Voortonig: bagaerte, boloven, awad en hauwad ‘gewad, doorwaadbare plaats’ < iwad.
f. Voor zover geen Franse woorden met die vocaal aangewezen worden, zit dgl. a ook in de voortonige syllabe in woorden als basine n. bosine ‘bazuin, ofra. buisine’, calomne ‘kolom’, ayuun ‘ajuin, ofra. oignon’; ook i schijnt, in Franse
| |
| |
woorden, die rol te spelen: hyraut, trisoer, prieel (prayel) (reeds ofra.), pisoen, triwant; nog: orine, proveie ‘bestekamer, ofra. privee’, trosoer, prosenteren, rowaert ‘opzichter, ofra. reward’.
g. Regressieve spellingen (vgl. boven b) vinden we in tekijn, wapijn met ijn voor oorspronkelijk -en (§ 67 Opm. 3); in ruwaerd (= reward, met bijjgedachte aan ruw), Loduwijc enz., naar weduwe > wedewe.
h. In voortonige positie is der uit daer ontstaan in der in, der binnen, der an, der up.
Aant. a. Over 't algemeen: V.H. §§ 81-85; TLJ §§ 47-50; L.S. § 64-72; Jacobs Mvl. §§ 121-141.
c. Van suffixen als -heide, -scap, -nisse enz. is een hist., geogr, chronol en stylist studie gewenst Over oostelijk samanunga Goossens in SpvZ 142 met lit, oudnfrk en limb Sermoenen Cowan in ijdschr 87 (1971), blz 198
d. Roleue, comenscap 1298 te Asse, Mnl. Lb. p. 217 (ald. nog daelleme ‘allame, huisraad’); Stenefle 1316 (AOO Brussel ChJ 44); 1312 Anderlecht orkenschepe (B 862, 15); Kortrijk 1414 Joffre ‘jonkvrouw’ K. Pn. no 50, no 255. Verdoffing ook in Leuven 1487 in de proche ‘prochie’ Brab (599) (evenals thans in dgl. woorden op -ie).
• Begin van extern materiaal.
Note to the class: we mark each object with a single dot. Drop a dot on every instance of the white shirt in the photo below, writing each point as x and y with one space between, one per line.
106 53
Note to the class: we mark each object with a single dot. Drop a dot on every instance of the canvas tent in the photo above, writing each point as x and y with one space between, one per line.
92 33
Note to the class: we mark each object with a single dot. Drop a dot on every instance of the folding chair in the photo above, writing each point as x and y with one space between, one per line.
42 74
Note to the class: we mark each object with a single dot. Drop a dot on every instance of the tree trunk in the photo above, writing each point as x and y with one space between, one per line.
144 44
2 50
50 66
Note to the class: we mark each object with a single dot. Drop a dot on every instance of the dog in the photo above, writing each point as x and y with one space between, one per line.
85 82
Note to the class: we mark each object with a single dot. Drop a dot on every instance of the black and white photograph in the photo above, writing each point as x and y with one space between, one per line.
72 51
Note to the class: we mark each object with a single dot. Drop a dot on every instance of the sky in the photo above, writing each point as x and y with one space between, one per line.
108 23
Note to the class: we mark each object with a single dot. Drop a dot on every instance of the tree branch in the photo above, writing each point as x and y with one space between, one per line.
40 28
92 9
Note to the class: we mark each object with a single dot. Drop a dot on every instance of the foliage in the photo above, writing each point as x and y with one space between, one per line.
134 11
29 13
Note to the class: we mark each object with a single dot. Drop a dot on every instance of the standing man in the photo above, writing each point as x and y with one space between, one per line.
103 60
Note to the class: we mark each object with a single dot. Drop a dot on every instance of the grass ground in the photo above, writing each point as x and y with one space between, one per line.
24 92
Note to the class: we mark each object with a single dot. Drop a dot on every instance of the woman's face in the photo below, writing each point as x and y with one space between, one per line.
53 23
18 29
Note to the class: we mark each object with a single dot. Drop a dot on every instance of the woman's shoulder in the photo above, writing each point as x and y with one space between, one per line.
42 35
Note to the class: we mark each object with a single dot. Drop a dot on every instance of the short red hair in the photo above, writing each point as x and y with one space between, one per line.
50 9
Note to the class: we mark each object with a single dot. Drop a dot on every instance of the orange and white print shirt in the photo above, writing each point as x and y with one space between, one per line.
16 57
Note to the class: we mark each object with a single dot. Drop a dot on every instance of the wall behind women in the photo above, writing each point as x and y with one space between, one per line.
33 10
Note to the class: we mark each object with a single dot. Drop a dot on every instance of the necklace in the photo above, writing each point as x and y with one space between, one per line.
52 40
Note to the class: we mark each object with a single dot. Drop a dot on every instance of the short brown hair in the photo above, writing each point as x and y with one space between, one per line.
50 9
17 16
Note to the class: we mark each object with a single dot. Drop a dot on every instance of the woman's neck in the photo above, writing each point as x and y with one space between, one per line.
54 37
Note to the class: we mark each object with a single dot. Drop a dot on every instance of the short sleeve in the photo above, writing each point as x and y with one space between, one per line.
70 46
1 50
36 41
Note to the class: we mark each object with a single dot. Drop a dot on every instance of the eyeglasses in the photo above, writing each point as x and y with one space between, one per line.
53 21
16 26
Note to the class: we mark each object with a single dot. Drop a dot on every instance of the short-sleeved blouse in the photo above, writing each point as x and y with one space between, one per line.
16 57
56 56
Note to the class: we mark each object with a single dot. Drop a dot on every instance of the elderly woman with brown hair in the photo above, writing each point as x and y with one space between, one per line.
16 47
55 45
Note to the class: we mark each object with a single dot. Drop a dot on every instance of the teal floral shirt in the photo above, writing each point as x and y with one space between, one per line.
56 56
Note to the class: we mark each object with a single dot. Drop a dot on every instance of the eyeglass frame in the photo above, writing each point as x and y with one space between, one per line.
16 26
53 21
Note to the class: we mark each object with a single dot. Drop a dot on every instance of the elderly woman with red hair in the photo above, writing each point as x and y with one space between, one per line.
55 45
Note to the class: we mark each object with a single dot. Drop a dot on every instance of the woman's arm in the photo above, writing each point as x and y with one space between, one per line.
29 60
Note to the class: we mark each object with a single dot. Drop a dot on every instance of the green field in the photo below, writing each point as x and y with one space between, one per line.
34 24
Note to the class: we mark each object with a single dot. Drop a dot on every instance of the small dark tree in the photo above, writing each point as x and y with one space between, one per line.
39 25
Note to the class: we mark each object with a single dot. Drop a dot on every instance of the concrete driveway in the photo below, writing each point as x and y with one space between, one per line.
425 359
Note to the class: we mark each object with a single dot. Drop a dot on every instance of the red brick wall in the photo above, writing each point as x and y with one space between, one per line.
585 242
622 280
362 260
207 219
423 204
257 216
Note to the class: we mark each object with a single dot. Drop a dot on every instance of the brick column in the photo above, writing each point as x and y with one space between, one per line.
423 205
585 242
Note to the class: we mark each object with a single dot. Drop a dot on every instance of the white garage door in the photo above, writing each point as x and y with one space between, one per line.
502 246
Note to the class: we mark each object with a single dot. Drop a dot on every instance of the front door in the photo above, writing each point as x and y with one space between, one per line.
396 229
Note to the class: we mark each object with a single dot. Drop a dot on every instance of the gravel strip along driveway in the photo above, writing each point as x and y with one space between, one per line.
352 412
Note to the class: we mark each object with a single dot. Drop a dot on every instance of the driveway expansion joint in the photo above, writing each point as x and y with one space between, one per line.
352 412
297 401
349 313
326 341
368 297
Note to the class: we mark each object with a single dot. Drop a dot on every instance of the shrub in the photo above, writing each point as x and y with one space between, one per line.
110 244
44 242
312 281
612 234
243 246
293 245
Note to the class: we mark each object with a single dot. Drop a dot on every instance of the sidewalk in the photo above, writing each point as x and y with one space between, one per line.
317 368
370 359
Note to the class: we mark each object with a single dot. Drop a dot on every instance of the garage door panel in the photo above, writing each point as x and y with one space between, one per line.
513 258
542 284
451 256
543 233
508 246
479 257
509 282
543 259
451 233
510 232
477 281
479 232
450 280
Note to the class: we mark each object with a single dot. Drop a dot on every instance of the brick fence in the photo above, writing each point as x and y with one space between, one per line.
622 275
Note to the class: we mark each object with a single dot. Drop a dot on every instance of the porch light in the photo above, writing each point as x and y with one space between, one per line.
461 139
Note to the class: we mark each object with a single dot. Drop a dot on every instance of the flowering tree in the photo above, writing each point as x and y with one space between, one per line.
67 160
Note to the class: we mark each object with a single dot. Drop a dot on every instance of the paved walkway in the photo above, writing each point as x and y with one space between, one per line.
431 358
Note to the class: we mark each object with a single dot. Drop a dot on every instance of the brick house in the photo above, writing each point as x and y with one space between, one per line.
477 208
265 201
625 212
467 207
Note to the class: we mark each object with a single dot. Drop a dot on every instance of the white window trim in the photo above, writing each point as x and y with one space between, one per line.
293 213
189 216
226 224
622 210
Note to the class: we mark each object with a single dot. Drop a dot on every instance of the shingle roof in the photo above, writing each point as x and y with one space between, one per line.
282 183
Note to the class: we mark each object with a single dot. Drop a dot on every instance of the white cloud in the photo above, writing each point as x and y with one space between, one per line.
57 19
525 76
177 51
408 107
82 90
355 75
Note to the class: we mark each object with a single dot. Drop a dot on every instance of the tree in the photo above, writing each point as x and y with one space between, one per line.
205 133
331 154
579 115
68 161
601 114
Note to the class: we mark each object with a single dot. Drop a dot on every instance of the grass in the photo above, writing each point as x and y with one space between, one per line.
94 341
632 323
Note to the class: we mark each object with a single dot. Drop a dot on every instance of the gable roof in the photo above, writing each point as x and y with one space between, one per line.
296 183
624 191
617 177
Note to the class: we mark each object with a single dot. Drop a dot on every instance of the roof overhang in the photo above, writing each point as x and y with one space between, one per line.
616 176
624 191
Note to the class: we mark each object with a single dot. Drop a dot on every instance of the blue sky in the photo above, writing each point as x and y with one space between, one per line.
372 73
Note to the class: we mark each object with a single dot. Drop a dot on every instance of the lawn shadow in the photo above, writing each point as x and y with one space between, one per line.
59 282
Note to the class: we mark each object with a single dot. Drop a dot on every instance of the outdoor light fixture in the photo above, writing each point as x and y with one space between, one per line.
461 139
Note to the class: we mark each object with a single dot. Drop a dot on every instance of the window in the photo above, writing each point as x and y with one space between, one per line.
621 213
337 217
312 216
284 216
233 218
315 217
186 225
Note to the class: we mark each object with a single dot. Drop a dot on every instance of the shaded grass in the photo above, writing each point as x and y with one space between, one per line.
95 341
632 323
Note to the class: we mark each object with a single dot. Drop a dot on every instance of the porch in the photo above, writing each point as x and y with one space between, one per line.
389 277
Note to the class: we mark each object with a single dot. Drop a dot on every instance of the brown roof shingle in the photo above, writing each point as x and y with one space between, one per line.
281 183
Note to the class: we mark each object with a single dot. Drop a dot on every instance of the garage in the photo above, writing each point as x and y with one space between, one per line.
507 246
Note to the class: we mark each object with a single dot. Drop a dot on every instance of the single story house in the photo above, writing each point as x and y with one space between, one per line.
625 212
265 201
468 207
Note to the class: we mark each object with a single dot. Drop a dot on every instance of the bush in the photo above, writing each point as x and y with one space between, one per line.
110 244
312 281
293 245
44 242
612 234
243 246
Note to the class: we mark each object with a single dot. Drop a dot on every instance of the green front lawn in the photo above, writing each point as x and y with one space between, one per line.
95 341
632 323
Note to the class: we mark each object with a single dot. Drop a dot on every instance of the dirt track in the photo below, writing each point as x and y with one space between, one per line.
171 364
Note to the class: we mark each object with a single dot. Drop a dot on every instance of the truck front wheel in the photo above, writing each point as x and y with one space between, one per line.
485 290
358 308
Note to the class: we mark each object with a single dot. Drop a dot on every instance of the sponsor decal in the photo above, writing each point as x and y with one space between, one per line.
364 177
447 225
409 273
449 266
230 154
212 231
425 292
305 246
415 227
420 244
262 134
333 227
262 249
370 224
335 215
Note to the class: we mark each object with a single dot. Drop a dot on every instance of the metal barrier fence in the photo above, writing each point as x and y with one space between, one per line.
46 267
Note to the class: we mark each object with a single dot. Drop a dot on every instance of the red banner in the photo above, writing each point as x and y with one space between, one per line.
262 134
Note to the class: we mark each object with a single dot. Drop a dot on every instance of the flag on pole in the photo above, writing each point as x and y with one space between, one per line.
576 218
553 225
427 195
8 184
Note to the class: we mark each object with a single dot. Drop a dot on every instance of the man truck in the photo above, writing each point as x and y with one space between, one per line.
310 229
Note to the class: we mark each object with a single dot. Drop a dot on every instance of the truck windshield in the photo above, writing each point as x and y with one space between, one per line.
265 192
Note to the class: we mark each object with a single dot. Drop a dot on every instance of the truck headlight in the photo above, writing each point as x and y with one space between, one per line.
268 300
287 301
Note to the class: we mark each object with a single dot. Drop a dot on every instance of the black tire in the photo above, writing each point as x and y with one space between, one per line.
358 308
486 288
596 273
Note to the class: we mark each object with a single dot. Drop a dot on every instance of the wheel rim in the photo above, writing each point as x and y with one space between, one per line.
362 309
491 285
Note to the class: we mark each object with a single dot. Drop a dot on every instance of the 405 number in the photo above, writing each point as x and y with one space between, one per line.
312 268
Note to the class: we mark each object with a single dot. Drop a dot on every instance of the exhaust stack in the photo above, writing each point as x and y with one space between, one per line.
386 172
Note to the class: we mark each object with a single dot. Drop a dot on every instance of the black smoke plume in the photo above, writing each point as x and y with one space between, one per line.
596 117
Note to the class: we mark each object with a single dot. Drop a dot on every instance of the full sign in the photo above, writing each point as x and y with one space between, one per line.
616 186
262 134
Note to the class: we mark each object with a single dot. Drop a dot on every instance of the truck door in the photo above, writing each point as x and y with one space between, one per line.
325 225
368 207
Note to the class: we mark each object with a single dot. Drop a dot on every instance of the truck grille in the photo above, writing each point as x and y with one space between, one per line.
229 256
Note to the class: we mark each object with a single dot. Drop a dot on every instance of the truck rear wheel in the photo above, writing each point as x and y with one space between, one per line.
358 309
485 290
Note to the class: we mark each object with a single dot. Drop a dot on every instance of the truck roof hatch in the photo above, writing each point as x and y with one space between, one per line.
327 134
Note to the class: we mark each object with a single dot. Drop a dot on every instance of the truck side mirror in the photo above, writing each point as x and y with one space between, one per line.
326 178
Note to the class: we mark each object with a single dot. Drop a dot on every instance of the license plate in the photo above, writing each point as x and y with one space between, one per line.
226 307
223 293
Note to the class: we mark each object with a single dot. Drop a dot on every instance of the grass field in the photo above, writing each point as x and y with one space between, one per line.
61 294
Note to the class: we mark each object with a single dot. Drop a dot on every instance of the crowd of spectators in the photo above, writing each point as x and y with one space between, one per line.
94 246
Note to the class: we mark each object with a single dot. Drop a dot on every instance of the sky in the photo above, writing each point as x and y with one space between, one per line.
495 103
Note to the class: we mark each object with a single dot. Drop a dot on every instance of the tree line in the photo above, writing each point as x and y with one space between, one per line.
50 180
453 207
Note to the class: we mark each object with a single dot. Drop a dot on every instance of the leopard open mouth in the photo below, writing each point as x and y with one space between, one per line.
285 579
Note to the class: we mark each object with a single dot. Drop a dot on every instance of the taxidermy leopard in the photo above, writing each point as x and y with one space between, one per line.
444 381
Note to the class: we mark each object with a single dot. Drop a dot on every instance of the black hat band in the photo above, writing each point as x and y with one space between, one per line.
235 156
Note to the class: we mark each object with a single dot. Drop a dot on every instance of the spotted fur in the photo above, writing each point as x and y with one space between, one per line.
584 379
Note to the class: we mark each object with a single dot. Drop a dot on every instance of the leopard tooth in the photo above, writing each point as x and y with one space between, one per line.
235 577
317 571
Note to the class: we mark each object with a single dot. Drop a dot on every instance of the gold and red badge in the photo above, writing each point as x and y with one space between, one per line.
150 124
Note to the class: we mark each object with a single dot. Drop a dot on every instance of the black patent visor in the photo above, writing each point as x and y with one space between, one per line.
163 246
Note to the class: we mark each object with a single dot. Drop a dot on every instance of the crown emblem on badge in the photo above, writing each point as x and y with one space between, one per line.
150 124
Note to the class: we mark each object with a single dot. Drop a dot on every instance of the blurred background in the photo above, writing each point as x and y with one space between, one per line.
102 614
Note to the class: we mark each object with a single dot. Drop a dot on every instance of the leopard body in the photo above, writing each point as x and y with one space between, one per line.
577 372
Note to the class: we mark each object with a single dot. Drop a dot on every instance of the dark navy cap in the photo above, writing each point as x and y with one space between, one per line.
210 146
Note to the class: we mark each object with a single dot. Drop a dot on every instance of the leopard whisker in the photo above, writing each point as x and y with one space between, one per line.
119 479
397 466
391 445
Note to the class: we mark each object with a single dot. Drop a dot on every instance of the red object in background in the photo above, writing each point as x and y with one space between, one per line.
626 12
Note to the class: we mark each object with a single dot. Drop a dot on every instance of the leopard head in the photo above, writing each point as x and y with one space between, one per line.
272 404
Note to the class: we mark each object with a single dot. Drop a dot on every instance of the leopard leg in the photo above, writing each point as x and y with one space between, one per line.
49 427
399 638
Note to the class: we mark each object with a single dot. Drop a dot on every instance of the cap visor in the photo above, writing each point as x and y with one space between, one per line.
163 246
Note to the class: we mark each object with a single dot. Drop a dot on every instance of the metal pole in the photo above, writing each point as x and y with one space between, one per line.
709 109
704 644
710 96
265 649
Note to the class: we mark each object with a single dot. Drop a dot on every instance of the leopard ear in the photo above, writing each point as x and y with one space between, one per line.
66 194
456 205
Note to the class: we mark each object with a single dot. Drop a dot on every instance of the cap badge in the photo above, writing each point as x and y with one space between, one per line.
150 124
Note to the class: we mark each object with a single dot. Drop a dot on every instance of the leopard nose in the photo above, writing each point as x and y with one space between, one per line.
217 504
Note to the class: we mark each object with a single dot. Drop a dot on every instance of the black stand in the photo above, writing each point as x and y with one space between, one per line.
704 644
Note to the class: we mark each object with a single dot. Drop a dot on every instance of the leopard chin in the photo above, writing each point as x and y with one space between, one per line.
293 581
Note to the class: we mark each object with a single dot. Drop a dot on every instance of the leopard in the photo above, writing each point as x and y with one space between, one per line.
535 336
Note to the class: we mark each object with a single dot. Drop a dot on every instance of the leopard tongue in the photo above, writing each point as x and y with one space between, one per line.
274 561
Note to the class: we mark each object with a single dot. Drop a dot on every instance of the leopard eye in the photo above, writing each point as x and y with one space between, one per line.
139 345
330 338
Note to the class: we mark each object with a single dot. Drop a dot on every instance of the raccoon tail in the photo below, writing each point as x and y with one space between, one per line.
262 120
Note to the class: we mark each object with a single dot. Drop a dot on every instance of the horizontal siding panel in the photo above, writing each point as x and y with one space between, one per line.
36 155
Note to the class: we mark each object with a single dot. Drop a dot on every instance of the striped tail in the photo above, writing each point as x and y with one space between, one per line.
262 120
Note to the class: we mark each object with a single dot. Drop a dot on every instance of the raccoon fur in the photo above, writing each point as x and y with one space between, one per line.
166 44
e. Over -a: ZWBr. p. 183; C. Tavernier-Vereecken, Top. Dial. 22, 1948, 75-88 (vgl. Nied. Mitteil. 5. 60); Zuidlimb. kyndaren enz. (ook in nederrijnse en kleefse teksten): Kessen § 40, p 103: vgl. in een 15de-eeuws hs uit St.-Truiden: die aposteelen, die cropeele wandeelen bij R. Lievens, Jordanus van Quedlinburg in de Nederlanden (Gent, 1958), p. 201; (spellingsgril?) -ee voor -e Oudenaarde p. 128; dertoch Anderlecht 1318 (AOO Brussel, ChJ 34); Gent 1351 ghewapaent Drap. I, 478, 3. Vgl. Zoutleeuw 1384 dertoch, tachtentoch, honoch ‘honig’ (Brab. 822), Asse 20. 11. 1299 dertoch (AOO Brussel, B 1452), Brustem 1399 des twintochste daechs (Moors 14. 33); Oostbrab. vreysom, wasom, vreedsomlike, 's-Hertogenbosch 1361 yemons, 1439 nyemont, 1497 pelgrom (nader MedVA 1959, 431); vgl. Leuven 1334 in derro manieren (Brab. 533). Kortrijk 1407 Lambruchstrate, 1427 Oluviere K. Pn. no 252, 232, 226.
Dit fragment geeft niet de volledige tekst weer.